The court also demanded that McCormack foot Dr. Wright’s legal bill with regard to the flurry of filings and applications arising from McCormack’s abandonment and then attempted resurrection of his defense late last year.
These include the costs incurred by Dr. Wright in replying to the abandoned or struck-out elements of McCormack’s defense and Dr. Wright’s strike-out application on January 22, 2021.
Though the total costs are yet to be assessed, the court ordered an interim payment of £90,000 due 21 days from now, by 4 p.m. on December 10, 2021.
The bill is growing for McCormack. The blogger had earlier paid Dr. Wright £18,500 in association with a failed attempted to delay discovery. Though a failure, the attempt turned out to be rational for McCormack, since the discovery process is what eventually led to McCormack withdrawing his defense in the first place.
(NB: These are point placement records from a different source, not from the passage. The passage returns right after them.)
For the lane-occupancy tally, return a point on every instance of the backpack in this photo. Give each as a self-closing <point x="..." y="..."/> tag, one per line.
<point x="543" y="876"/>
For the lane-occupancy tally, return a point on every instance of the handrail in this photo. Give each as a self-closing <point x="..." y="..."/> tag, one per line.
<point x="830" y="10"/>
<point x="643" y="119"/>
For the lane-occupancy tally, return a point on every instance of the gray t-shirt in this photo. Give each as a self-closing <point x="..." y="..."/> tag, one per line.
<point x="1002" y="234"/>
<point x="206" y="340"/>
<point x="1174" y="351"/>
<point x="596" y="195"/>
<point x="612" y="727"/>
The costs also don’t yet account for everything, and McCormack is likely to become the subject of further costs orders in the near future. Judge Knowles is reserving the question of costs with respect to seven other applications, including the application for summary judgment argued by Dr. Wright last November, to the trial judge.
What’s left of McCormack’s defense will now be tested at a very limited two-day trial on the serious harm question. Parties are to contact the court to fix a date.
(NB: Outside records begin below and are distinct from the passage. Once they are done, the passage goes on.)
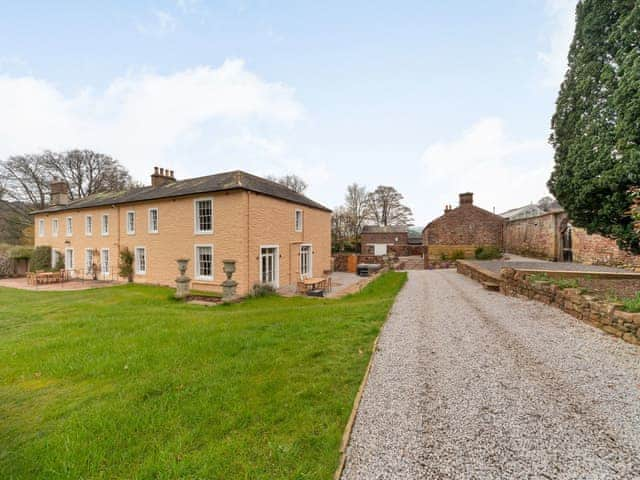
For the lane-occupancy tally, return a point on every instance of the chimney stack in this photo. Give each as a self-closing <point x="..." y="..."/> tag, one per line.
<point x="59" y="192"/>
<point x="466" y="198"/>
<point x="161" y="176"/>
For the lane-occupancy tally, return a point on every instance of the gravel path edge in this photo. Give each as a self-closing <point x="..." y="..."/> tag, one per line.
<point x="348" y="429"/>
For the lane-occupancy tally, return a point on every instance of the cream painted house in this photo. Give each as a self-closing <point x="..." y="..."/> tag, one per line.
<point x="275" y="235"/>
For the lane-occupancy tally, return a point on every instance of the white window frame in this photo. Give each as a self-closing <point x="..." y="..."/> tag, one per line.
<point x="102" y="263"/>
<point x="54" y="257"/>
<point x="196" y="216"/>
<point x="104" y="231"/>
<point x="298" y="228"/>
<point x="88" y="252"/>
<point x="276" y="266"/>
<point x="137" y="264"/>
<point x="131" y="229"/>
<point x="157" y="229"/>
<point x="309" y="274"/>
<point x="196" y="263"/>
<point x="66" y="257"/>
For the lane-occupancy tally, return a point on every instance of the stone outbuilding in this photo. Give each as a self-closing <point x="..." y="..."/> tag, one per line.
<point x="465" y="228"/>
<point x="379" y="239"/>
It is somewhat appropriate that the lawsuit against Peter McCormack, chiefly concerned with McCormack’s claim that Dr. Wright is a fraud in his claim to have invented Bitcoin, is barreling towards a decisive resolution at the same time the rest of the world hears weeks of detailed argument in U.S. federal court over almost that very subject in Kleiman v Wright.
There, the question is not over whether Dr. Wright invented Bitcoin (the court already accepts that he has) just whether he did so with a partner, Dave Kleiman. Just this week, the jury heard bombshell testimony from retired Royal Australian Air Force Wing Commander Don Lynam that Dr. Wright handed him a copy of the Bitcoin white paper months before it became public.
If that case is anything to go by, perhaps it’s best that McCormack has spared himself the cost of standing by his accusations in court. Certainly, having Dr. Wright’s claim to the Satoshi Nakamoto name tested in court has gone badly for his critics to this point. Dr. Wright has stacked victory upon victory in his recent legal skirmishes, and whenever the McCormack trial finally takes place, he’s set to chalk up another.